“Miss Keenan, what’s that ‘stuff’ in that box?”
My violin students are always curious about the ever-changing landscape at the studio.
“I dug up some Anemone.”
“You mean you have some FISH in that box??”
No, sweet, young, naive, non-gardening child. Bulbs…….I dig up BULBS!
In any case, the Anemone are still resting comfortably in the box. Anemone do not like to be dug up. In fact, it is almost impossible to relocate them successfully. I’ve tried four different times. Each time was a big, fat faitlure. Anemone fall under the ‘diva-bulb’ category and are completely intolerant of change. Anemone grow best from seed, which is why the tubers are still in a box outside my studio door…..just waiting for more fish questions from young students.
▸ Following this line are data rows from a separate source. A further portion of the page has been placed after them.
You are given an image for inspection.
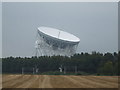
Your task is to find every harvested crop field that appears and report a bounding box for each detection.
[2,75,118,88]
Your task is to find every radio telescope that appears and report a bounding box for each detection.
[35,27,80,56]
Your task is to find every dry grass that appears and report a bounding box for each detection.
[2,75,118,88]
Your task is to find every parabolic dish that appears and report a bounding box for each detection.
[38,27,80,43]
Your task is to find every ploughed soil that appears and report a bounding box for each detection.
[2,74,118,88]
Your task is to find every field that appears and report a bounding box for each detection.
[2,75,118,88]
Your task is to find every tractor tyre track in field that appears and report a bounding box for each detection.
[2,75,118,88]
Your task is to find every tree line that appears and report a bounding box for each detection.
[2,52,120,75]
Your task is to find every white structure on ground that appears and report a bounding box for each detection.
[35,27,80,56]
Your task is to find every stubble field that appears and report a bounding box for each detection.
[2,75,118,88]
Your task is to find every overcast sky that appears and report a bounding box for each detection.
[2,2,118,57]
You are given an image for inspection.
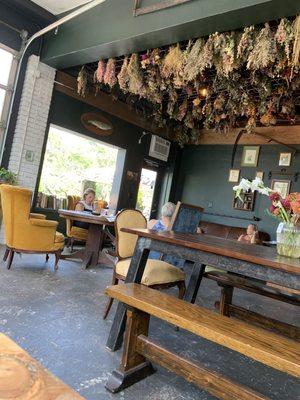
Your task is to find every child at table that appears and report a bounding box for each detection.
[73,188,96,229]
Anemone is an early Spring Wildflower. There are hundreds of varities of Anemone. The common name for Anemone is Windflower. Rumor has it that Windflower is the beautiful description Native Americans used. I think it’s actually more fitting than ‘Anemone’…..which isn’t even pretty to say.
Anemone is a perfect representation of a Spring flower. The shades of an Anemone are purely pastel delight. My favorite hues are the soft purples, which are less common than the pure white variety. The flower looks like a perfectly drawn little daisy on a bare little stem. The flower itself grows only a few inches above the ground. After the petals drop, the stem continues to grow, as does the seed pod. Anemone begins to look like a weed, and most unknowing non-gardeners simply plow down the lovely little flower.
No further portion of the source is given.